Thursday, May 7, 2009

What? Come Again?

I can't believe it.

Everyone told me before I left, 'Oh my goodness, Jenon, the time will just fly by.'

I'm not going to lie... there were a couple times I became angry at these people. I would think, 'Fast? What the heck... I am still here...'

Isn't that terrible?

Thankfully, those moments of uncertainty and homesickness were brief. I was distracted by a fascinating and bustling global city, and as if that wasn't enough... I also traveled to places I never thought I'd see.

I am now broke. But it is so worth it.

Things I have learned:

  • When I left on January 17, I was freaking out and worrying about getting to the airport ON TIME. WE WERE LATE. My dear dad got the worst of my unnecessary up-tightness. I would like to think that this experience has made me more relaxed. I worry less about things because nothing is ever going to be perfect. And life wouldn't be what it's meant to be without some bumps along the way.
  • Life is meant to be risky. God didn't intend for us to stay in a 'safety box' where we feel comfortable. I have had to remind myself of this many times - especially when I am stuck walking across London in the rain without an umbrella... and running into everyone on the crowded Central London streets. It's not comfortable to go to a new place without knowing anyone and having to learn a completely different way of life. It was a risk. I'm still somewhat surprised that I did it.
  • No one is limited. The world is always at your fingertips - it's just a matter of getting yourself to touch it. Many times, we are our own worst limitation.
  • I love my family and friends oh so very much. And what I am sick of the most... is always missing them. Tomorrow I will get to hug my parents and the boy, and thinking of that makes me well up with tears of excitement. I cannot wait. I cannot wait.
  • I would argue that the last couple days of this experience have been more challenging than the beginning days. I am so excited to see my loved ones and familiar faces, but I loved my life here in London. It has been a weird mix of emotions in the past week... excitement to be home and sadness for leaving a place that has taught me so much. I am greatly fond of this city, and London will be forever ingrained in who I am.
I could go on and on with the lessons I have learned... this has been the most fun, adventurous and challenging experience I have ever had.

And I am so glad I got to share my journey with you. ;)

Tuesday, May 5, 2009

So about that countdown...

I blame it on the weekend... And yesterday was a bank holiday here in London, so I blame my lack of blog entries on that.

I think I am on Day 3...

What I will miss: Today at work I held a door open for a man. It was no big deal at all since I was just opening the door to leave. He turned to me and said, "Hello. Thank you very much. That is very kind of you."
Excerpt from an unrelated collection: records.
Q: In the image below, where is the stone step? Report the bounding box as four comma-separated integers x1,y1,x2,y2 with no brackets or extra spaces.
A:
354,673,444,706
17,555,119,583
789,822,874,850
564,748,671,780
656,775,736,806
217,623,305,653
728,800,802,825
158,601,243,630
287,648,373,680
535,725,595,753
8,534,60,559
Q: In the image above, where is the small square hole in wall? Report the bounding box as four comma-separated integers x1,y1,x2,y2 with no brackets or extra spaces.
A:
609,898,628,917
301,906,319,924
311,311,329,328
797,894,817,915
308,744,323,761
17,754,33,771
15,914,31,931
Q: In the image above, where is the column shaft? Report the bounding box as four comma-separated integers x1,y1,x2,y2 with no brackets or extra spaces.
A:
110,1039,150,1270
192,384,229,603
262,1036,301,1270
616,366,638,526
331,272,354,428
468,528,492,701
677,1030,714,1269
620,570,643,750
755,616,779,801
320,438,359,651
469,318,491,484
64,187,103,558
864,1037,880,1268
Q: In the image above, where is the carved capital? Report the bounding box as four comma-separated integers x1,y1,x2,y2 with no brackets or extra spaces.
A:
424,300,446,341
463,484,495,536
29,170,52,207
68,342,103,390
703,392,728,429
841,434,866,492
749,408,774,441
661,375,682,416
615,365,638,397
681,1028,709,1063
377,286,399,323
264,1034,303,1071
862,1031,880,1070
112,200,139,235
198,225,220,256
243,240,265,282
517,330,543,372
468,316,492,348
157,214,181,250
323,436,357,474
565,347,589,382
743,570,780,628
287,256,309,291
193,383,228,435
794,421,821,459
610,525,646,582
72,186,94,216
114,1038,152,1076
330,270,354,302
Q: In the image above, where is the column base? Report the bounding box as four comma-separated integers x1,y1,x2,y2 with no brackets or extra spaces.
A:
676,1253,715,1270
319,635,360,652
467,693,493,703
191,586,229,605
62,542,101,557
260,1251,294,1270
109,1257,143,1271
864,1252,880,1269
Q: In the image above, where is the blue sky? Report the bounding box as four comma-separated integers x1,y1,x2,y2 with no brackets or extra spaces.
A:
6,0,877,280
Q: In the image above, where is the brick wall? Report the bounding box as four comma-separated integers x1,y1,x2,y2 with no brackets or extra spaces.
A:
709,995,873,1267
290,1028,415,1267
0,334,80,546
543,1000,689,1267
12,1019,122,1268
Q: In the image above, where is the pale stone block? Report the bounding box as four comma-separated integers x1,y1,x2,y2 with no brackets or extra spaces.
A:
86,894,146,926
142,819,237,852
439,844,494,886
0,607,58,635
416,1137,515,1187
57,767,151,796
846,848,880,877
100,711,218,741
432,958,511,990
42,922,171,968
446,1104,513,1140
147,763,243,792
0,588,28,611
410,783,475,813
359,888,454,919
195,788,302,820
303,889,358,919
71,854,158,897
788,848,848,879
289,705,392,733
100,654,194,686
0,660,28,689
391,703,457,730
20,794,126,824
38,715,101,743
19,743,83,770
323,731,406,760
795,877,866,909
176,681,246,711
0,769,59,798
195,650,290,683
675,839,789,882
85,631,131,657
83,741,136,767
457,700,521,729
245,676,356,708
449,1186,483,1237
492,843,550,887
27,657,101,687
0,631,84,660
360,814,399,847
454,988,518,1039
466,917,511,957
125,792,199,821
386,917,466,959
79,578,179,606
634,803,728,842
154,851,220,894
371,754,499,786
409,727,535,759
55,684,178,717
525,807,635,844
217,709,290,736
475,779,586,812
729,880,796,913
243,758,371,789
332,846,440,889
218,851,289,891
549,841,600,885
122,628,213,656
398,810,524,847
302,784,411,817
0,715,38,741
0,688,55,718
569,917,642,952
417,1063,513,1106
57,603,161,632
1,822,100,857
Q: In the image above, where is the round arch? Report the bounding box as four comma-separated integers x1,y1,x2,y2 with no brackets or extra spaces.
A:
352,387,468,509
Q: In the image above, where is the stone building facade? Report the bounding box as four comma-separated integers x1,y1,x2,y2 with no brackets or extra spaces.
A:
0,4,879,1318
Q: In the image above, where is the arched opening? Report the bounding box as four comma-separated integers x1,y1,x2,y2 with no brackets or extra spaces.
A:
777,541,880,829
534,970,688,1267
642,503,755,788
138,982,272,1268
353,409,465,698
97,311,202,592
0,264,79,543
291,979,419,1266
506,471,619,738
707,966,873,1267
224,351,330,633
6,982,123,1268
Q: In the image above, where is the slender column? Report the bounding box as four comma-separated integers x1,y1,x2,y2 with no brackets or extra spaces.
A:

A simple 'Thanks' would suffice, but somehow the English manage to wrap so many polite words in such a few seconds time to make such elegant phrases. It is such a great ability.

I think I go over the top when I say, 'Thank you so much!'

What I am excited for: I can't stop thinking about burgers and steaks. Yum. Yum. Yum.

Also.

I cannot stop thinking about opening my closet to find more than two weeks worth of clothes. I can't wait to go shopping... in my very own room. YES YES YES.

Friday, May 1, 2009

Day 7

Day 7

What I will miss: Public transportation.

It is very convenient. I do like driving, but it is nice just to sit on the Tube or on a double-decker bus and enjoy the ride.

What I am excited for: Being healthy. Getting enough sleep. Not being sick.

With us always being on-the-go, I am healthy one day and sick the next! I never knew I enjoyed getting a full night's sleep so much until this semester. Sleep is so wonderful. I will also get to reduce the amount of Dayquil I take. Yes.